Lucy e o silêncio do paraíso (Crônicas de uma epidemia # 44)


Marcus Vinicius Batista


Quando me sentei com o livro de Silvia Plath nas mãos, percebi que estava sozinho. Eram pouco mais de três da tarde, e todos tinham seus compromissos, do cochilo pós-almoço a reuniões de trabalho, de visita ao cartório em Santos a desenhos animados na TV a cabo.

As águas repousavam há menos de cinco metros. Eu já havia conversado com elas sob o sol da manhã, de modo que poderia resistir à tentação e à temperatura gelada daquela hora. Até o limoeiro resolvera parar de balançar seu esqueleto. O vento dera uma trégua e meia dúzia de limões-cravo me abençoaram na caipirinha prometida por uma das moças. Aliás, com pedaços de morango na segunda opinião. A certeza de que o presente não era do meu planeta.

É difícil um escravo do urbano perceber, dentro da cidade, quando a própria cidade não existe mais. E notei. Os vizinhos ocasionais me avisavam desde o dia anterior, seja o beija-flor que cutucava a água enquanto fingia que eu era invisível. Sejam as maritacas, que tiraram folga e foram se perder na mata logo atrás, da cor da roupa dos ditadores, da mesma cor irônica da liberdade. O comitê de boas-vindas se completava com os quero-queros e até as pombas, indesejáveis quase sempre, mas ali figurantes competentes.
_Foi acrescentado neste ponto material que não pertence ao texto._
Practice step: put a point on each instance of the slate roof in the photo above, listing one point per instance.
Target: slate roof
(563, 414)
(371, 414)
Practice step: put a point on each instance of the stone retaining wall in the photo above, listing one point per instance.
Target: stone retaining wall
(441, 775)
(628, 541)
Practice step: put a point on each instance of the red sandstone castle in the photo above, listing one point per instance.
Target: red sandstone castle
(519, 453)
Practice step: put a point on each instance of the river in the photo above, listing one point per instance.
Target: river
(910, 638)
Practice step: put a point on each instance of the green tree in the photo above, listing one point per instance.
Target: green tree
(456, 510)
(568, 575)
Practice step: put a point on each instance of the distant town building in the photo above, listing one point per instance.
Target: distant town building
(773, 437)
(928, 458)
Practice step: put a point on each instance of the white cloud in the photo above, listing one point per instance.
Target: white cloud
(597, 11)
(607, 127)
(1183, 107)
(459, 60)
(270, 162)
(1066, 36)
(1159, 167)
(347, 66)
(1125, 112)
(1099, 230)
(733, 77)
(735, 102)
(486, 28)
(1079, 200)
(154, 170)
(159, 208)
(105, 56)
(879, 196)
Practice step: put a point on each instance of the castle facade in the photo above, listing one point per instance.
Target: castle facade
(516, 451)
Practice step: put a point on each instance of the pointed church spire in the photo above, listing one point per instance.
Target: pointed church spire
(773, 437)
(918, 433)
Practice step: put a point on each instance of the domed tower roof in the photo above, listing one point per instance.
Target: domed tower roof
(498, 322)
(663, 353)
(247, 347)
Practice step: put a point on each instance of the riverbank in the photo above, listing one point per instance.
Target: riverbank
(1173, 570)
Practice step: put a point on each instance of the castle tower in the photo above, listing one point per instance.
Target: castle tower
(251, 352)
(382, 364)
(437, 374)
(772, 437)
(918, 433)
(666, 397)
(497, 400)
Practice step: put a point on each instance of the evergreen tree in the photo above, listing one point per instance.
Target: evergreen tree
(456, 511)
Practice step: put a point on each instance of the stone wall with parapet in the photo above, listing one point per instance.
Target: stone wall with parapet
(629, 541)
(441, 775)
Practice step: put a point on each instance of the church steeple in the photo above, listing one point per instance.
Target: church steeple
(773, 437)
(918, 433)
Mal abri o livro e ela chegou. É quem manda em tudo. Longe de ser autoritária, ela te convence com seus olhos de pedinte. Ela diz – calada - tudo o que você precisa saber para respirar o paraíso. “Aproveite, meu amigo, aqui é assim todo dia. Mas nunca se esqueça de que você vai embora. Parta diferente de como chegou!”

Lucy se aproximou. Nunca tagarela. Nunca dá sermão. Nunca é professoral. Nunca é a dona da tábua das regras. Ela somente se senta ao meu lado e me aponta com a cabeça o que deseja. Se eu disser não, tudo bem. Obedeci. Como poderia negar um instante de prazer para quem me indicou aquele retrato do que a vida poderia ser mais vezes?

Lucy não interrompeu minha leitura. Cordial, ela sabia que eu faria quatro coisas ao mesmo tempo. Ou melhor, de maneira alternada para desfrutar de cada uma delas. Se eu não conseguisse, ela me perdoaria. Eu lia, olhava para a paisagem camuflada no meio do Guaiuba, em Guarujá, coçava as costas de Lucy e escutava o silêncio. Não há melhor dia de folga do que no meio da semana, prazer com um certo egoísmo do qual prometo me curar.

Lucy ouviu que suas amigas chegavam. Saiu discretamente e se postou no corredor, assim poderia me manter sob os olhos dela, me lembrar de que a fotografia daquela experiência era rara e observar quando elas se aproximassem.

As duas vieram em diálogo, um assunto que as fazia rir. Elas representam, para mim e para Lucy, o que significa amor maduro. Um encontro que centrifuga amizade, lealdade, acolhimento e cumplicidade. Amor.

Lucy correu na direção delas. Saltava como se as duas horas de ausência fossem dois anos. O rabo chacoalhava em tal velocidade que chicoteava os dois lados do dorso. Lambadas carinhosas da convicção de que a coceira a seguir seria de mãos femininas.

Minha leitura terminara por hora. Tínhamos novidades de anos a compartilhar e das últimas duas horas a atualizar. Com as águas da piscina em repouso, eu as esperaria por mais alguns minutos. Enquanto isso, Lucy se sentou ao meu lado outra vez. Mais uma coceira, por favor, como ritual do silêncio no meu mundo provisório da tarde de sexta-feira.


Obs.: Texto publicado na AT Revista (A Tribuna), em 9 de maio de 2021.